Lopé National Park — Research gorillas in Lopé are not habituated for tourism purposes, but experienced guides can often locate gorilla groups during forest walks. Encounters are opportunistic rather than guaranteed, which for many experienced wildlife travellers adds to the authenticity. The SEGC research station welcomes visitors who want to learn about the long-term primate monitoring programme.

Outside these sites, gorillas are present but unhabituated across millions of hectares of forest in Minkébé, Waka, and Birougou national parks. Remote expedition-style trips with specialist operators occasionally penetrate these zones — encounters, when they happen, are with wild animals that have never seen humans before.

Conservation Challenges

Despite Gabon's relative success, gorilla conservation faces ongoing threats. Ebola haemorrhagic fever has caused periodic die-offs in gorilla populations near the Cameroon and Congo borders; the 2002–2003 outbreak killed an estimated 5,000 gorillas in the Minkébé region alone. Climate change is altering fruit fruiting patterns, potentially disrupting the nutritional ecology of gorilla groups that depend on certain tree species. Oil palm and rubber plantation development, though less advanced in Gabon than in West Africa, remains a pressure on forest margins.

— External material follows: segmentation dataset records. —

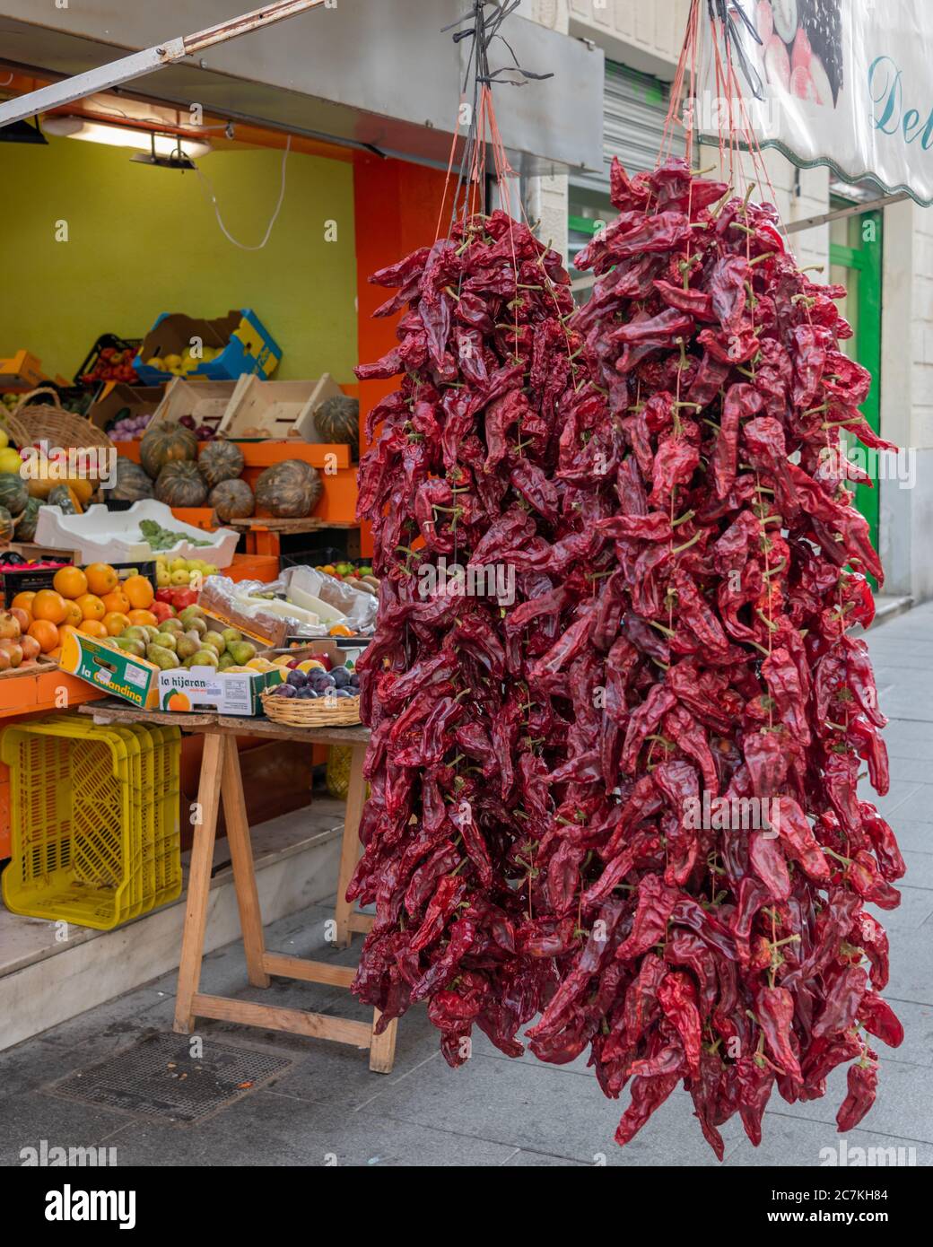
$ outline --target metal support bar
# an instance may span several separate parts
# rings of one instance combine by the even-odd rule
[[[823,212],[818,217],[805,217],[803,221],[793,221],[785,226],[785,233],[800,233],[802,229],[813,229],[816,226],[824,226],[828,221],[842,221],[843,217],[857,217],[862,212],[874,212],[877,208],[887,207],[888,203],[901,203],[909,200],[907,191],[897,195],[886,195],[881,200],[866,200],[863,203],[849,203],[846,208],[834,208],[832,212]]]
[[[262,30],[276,21],[283,21],[286,17],[294,17],[311,9],[319,9],[324,2],[326,0],[277,0],[274,4],[267,4],[263,9],[254,9],[239,17],[231,17],[217,26],[200,30],[195,35],[166,40],[156,47],[132,52],[130,56],[122,56],[118,61],[87,70],[86,74],[76,74],[61,82],[44,86],[39,91],[30,91],[29,95],[21,95],[15,100],[0,104],[0,126],[24,121],[26,117],[47,112],[50,108],[60,108],[62,105],[74,104],[75,100],[84,100],[100,91],[109,91],[122,82],[130,82],[132,79],[161,70],[163,65],[182,61],[186,56],[201,52],[215,44],[223,44],[239,35],[248,35],[253,30]]]

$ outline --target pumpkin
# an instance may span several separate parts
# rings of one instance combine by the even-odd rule
[[[217,513],[217,519],[244,520],[256,510],[253,491],[244,480],[222,480],[207,498],[207,505]]]
[[[167,463],[156,480],[156,498],[166,506],[203,506],[205,478],[191,459]]]
[[[97,481],[90,476],[66,476],[62,485],[67,485],[81,506],[87,506],[97,488]]]
[[[56,485],[55,489],[49,490],[46,503],[49,506],[60,506],[62,515],[81,514],[81,504],[67,485]]]
[[[359,402],[348,394],[326,398],[314,412],[314,428],[322,441],[336,441],[339,445],[359,450]]]
[[[118,503],[138,503],[142,498],[152,498],[152,481],[132,459],[123,459],[120,455],[114,475],[116,478],[114,488],[106,490],[105,498],[112,498]]]
[[[256,505],[282,520],[301,520],[321,501],[324,486],[317,468],[301,459],[273,464],[256,481]]]
[[[29,503],[26,483],[17,473],[0,471],[0,506],[10,515],[20,515]]]
[[[35,541],[36,536],[36,524],[39,522],[39,508],[42,505],[40,498],[30,498],[22,511],[22,515],[16,520],[16,540],[17,541]]]
[[[213,489],[222,480],[236,480],[246,465],[246,459],[233,441],[208,441],[197,456],[197,465],[207,481],[207,488]]]
[[[152,480],[158,476],[167,463],[197,458],[197,438],[183,424],[160,420],[150,424],[140,441],[140,463]]]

The Wildlife Conservation Society (WCS), WWF, and the Max Planck Institute for Evolutionary Anthropology all maintain active research and conservation programmes in Gabon. Their work — combining wildlife monitoring, community outreach and anti-poaching patrols — represents the best evidence available that gorilla populations in Gabon are stable or growing, in contrast to most of their range.

Practical note: If you plan to trek gorillas in Gabon, budget 10–14 days minimum. Arrange permits through the Agence Nationale des Parcs Nationaux (ANPN) well in advance. Bring lightweight, dark-coloured clothing, good boots, and follow all biosecurity protocols — gorillas are susceptible to human respiratory diseases.

Mangrove Neighbours: Manatees & Coastal Wildlife

Gabon mangrove coast and wildlife habitat

The coastal zones that border gorilla forest also harbour African forest manatees — a species so little studied that population estimates remain unreliable. In the tidal creeks of the Ogooué delta, manatees surface silently, vanishing before most observers realise what they have seen.

These aquatic mammals share the estuarine habitat with Nile crocodiles, African clawless otters, and an extraordinary density of fish. The mangrove root systems — visible at low tide as a tangle of arching prop roots — are nursery habitats for the same fish species that feed the fishing communities along the coast.